The use of the MBP label
While the MBP tag fused to the N- or C-terminus has been shown to increase recombinant soluble expression, a common approach is to fuse it to the N-terminus. Unfortunately, since no one tag may be ideal for all applications, to increase versatility From labels and downstream applications, combinatorial labelling methods have been developed for various needs. Two affinity tags expressed in tandem along with a protease cleavage site preceding the target protein allows the use of multiple purification strategies. By incorporating a solubility-enhancing tag in combination with a purification tag, improvements in protein solubility and expression yields are achieved, as well as methods for efficient purification.
Purification of MBP-tagged proteins
Aside from improved protein solubility, another advantage of using an MBP fusion strategy is to facilitate downstream target protein purification. MBP is a natural affinity tag that binds to amylose resin and can be used for one-step affinity purification by binding to cross-linked amylose. Recombinant MBP-tagged fused proteins bound to immobilized amylose are normally eluted under non-denaturing conditions using maltose [generally 10 mM].
Disadvantages of this strategy
- Cleavage of the target protein can be a problem due to the steric hindrance of the MBP tag.
- Amylose resin can be brittle and relatively expensive.
- Target protein precipitation after cleavage [often addressed by optimizing protein purification conditions]

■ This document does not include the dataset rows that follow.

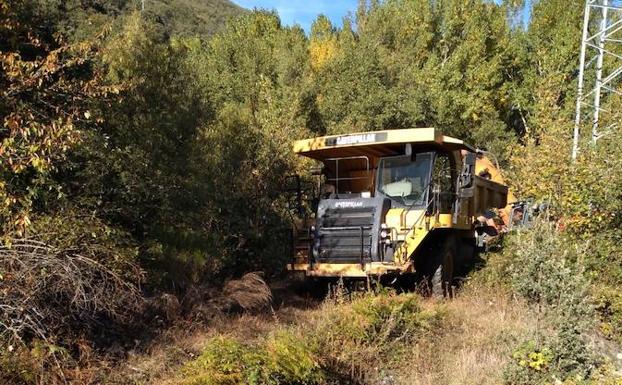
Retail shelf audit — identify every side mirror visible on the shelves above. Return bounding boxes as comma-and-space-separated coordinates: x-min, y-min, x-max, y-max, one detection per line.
458, 152, 477, 198
285, 174, 304, 216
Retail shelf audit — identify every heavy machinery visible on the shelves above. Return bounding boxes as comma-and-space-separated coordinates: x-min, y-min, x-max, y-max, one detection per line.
287, 128, 508, 295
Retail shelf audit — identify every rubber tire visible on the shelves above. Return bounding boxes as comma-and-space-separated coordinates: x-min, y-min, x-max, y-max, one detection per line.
429, 235, 456, 298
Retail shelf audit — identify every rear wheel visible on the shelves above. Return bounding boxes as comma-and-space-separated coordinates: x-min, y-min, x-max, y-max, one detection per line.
430, 235, 456, 297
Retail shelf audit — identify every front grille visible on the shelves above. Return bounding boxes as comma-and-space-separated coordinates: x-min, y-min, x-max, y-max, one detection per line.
318, 207, 375, 263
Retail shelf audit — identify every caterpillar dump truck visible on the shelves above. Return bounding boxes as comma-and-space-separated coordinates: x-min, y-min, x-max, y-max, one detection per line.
287, 128, 508, 295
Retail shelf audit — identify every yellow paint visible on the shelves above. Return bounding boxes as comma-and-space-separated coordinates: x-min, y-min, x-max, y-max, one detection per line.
475, 156, 517, 226
287, 262, 410, 278
294, 127, 474, 154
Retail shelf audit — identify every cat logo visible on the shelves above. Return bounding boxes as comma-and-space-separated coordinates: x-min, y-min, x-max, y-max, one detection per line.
337, 133, 376, 146
335, 201, 363, 209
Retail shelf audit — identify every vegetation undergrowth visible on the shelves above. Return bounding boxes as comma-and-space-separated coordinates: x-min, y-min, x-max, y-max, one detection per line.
180, 293, 443, 385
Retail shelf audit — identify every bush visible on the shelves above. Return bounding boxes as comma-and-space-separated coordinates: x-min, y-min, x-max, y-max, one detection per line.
0, 211, 142, 383
505, 220, 598, 384
182, 331, 324, 385
182, 293, 440, 385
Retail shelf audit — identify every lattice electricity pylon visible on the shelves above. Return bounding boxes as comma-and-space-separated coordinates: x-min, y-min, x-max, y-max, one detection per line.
572, 0, 622, 160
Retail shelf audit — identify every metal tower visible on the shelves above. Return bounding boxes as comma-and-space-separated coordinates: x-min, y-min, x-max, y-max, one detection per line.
572, 0, 622, 160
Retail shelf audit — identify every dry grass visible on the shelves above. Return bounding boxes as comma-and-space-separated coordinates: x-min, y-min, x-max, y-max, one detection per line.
396, 286, 535, 385
102, 278, 535, 385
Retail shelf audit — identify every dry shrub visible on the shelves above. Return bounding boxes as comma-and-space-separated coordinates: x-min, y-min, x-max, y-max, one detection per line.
0, 239, 141, 342
0, 234, 143, 384
223, 273, 272, 311
402, 284, 536, 385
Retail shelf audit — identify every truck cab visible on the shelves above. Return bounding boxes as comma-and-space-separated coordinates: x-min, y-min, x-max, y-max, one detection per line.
288, 128, 507, 292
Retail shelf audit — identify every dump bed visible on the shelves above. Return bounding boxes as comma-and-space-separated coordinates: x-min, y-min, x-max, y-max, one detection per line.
470, 175, 508, 216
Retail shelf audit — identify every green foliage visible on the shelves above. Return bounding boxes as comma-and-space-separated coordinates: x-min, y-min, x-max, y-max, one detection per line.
0, 0, 106, 238
33, 0, 246, 42
310, 0, 513, 158
506, 221, 598, 384
182, 331, 324, 385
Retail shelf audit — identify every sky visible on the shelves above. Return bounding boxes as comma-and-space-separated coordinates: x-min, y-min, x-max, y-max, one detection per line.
233, 0, 358, 33
233, 0, 531, 33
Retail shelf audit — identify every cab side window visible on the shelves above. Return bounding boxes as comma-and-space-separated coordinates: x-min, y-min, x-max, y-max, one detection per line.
432, 153, 455, 214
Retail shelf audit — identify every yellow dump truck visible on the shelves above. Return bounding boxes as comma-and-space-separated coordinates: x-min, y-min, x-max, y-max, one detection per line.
287, 128, 508, 295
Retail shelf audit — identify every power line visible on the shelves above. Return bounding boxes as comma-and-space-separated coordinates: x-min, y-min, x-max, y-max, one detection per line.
572, 0, 622, 160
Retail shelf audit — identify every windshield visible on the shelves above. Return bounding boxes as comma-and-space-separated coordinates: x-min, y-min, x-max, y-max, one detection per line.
378, 153, 432, 206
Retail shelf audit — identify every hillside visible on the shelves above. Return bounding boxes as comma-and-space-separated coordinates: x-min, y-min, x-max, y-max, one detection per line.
145, 0, 246, 36
0, 0, 622, 385
50, 0, 247, 40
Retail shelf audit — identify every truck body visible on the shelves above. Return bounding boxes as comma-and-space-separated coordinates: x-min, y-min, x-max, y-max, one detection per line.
287, 128, 508, 292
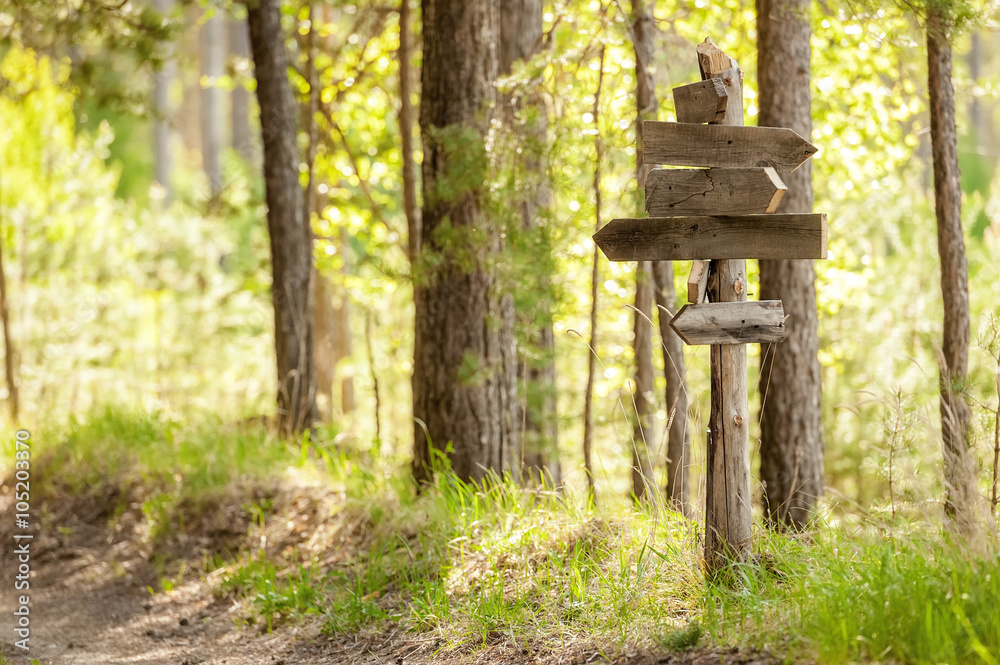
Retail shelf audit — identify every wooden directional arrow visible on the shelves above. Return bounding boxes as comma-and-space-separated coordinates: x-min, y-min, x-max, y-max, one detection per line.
642, 120, 817, 173
673, 79, 729, 122
670, 300, 785, 346
646, 166, 787, 217
594, 214, 826, 261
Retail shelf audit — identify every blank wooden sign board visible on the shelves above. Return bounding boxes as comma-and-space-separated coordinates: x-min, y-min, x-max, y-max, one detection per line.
594, 39, 827, 572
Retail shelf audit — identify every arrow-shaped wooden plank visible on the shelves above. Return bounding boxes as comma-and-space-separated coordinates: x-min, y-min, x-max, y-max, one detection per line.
642, 120, 817, 173
670, 300, 785, 346
673, 79, 729, 122
594, 214, 826, 261
646, 166, 787, 217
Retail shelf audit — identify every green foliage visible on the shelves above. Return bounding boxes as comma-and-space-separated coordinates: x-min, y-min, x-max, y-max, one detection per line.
704, 528, 1000, 664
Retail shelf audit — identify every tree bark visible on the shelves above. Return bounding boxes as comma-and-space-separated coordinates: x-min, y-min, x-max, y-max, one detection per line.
413, 0, 520, 482
248, 0, 317, 434
153, 0, 177, 206
757, 0, 823, 529
201, 9, 226, 198
500, 0, 562, 486
583, 44, 607, 507
229, 19, 257, 164
0, 226, 20, 424
926, 4, 978, 535
653, 261, 691, 517
396, 0, 420, 263
632, 0, 689, 513
698, 40, 753, 573
631, 260, 656, 500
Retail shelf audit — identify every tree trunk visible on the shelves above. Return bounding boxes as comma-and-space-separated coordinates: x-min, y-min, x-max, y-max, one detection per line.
653, 261, 691, 517
153, 0, 177, 206
632, 0, 656, 499
698, 40, 753, 573
927, 5, 977, 535
413, 0, 520, 482
757, 0, 823, 529
500, 0, 562, 485
397, 0, 420, 263
583, 44, 607, 507
229, 19, 257, 164
313, 273, 338, 423
631, 260, 656, 500
248, 0, 316, 434
201, 9, 226, 198
632, 0, 689, 513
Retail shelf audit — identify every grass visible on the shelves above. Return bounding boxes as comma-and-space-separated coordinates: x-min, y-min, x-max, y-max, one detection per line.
11, 410, 1000, 665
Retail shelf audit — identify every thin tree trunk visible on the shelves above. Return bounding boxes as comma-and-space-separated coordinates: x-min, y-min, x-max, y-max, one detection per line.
313, 272, 338, 423
500, 0, 562, 486
757, 0, 823, 529
631, 261, 656, 500
698, 40, 753, 572
153, 0, 177, 206
229, 19, 257, 164
653, 261, 691, 510
927, 5, 978, 535
632, 0, 689, 513
413, 0, 520, 482
583, 44, 607, 506
201, 9, 226, 198
0, 226, 20, 423
248, 0, 317, 434
397, 0, 420, 262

- Some MBP fusion proteins do not bind efficiently to amylose resin and even when they do, yields can be an issue [occasionally fixed by optimizing protein purification conditions or changing the affinity purification strategy, using instead the His tag]

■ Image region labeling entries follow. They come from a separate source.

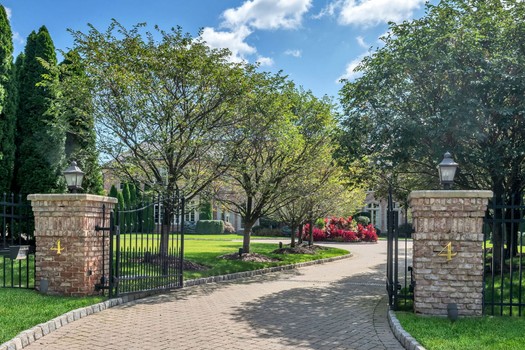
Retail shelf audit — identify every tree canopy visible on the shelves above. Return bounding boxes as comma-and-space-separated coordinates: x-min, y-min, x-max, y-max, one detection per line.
341, 0, 525, 195
64, 21, 253, 202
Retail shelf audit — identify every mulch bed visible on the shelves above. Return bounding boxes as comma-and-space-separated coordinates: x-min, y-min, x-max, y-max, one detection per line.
219, 253, 279, 262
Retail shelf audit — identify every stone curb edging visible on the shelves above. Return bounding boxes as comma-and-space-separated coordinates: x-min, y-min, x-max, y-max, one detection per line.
0, 253, 352, 350
386, 310, 426, 350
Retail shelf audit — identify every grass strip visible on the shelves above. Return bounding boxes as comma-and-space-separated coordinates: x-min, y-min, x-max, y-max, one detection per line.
0, 288, 106, 344
396, 312, 525, 350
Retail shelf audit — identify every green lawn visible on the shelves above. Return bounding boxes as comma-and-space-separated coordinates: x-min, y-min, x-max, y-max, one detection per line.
0, 288, 105, 344
0, 235, 348, 344
396, 312, 525, 350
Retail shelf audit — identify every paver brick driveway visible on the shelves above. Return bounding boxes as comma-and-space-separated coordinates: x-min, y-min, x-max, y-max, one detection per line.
21, 242, 402, 350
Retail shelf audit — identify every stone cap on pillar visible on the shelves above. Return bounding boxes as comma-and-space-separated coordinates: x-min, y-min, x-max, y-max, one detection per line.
408, 190, 494, 201
27, 193, 118, 212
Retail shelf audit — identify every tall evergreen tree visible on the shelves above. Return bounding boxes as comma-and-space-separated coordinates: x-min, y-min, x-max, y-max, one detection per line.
0, 5, 16, 192
14, 26, 65, 193
58, 51, 104, 194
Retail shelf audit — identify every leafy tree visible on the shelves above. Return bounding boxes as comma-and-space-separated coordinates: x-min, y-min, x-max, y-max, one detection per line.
57, 51, 104, 194
66, 21, 252, 251
341, 0, 525, 260
15, 27, 65, 193
217, 79, 333, 253
199, 200, 213, 220
0, 6, 16, 192
122, 182, 132, 209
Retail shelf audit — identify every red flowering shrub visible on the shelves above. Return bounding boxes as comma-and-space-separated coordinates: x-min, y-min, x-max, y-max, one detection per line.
303, 216, 377, 242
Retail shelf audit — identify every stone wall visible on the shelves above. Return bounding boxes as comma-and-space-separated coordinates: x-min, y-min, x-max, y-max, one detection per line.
409, 191, 492, 316
28, 194, 117, 296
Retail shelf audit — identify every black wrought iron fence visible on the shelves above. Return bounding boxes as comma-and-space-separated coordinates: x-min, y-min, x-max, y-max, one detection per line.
483, 194, 525, 316
0, 193, 35, 288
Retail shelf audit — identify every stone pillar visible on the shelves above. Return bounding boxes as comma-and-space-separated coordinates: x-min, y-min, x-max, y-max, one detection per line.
28, 194, 117, 296
409, 191, 492, 316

While there is no simple global solution to address insolubility issues in E.coli expression, a well-designed construct and carefully crafted expression strategy can give you the desired soluble protein. MBP is a reliable solubility label for the production of recombinant soluble proteins, and while solubility is one of the most important elements of a protein production run, solubility should not always be the end goal. Expression levels, protein activity, purity, homogeneity, and stability are important factors that must also be considered before embarking on a recombinant protein production campaign.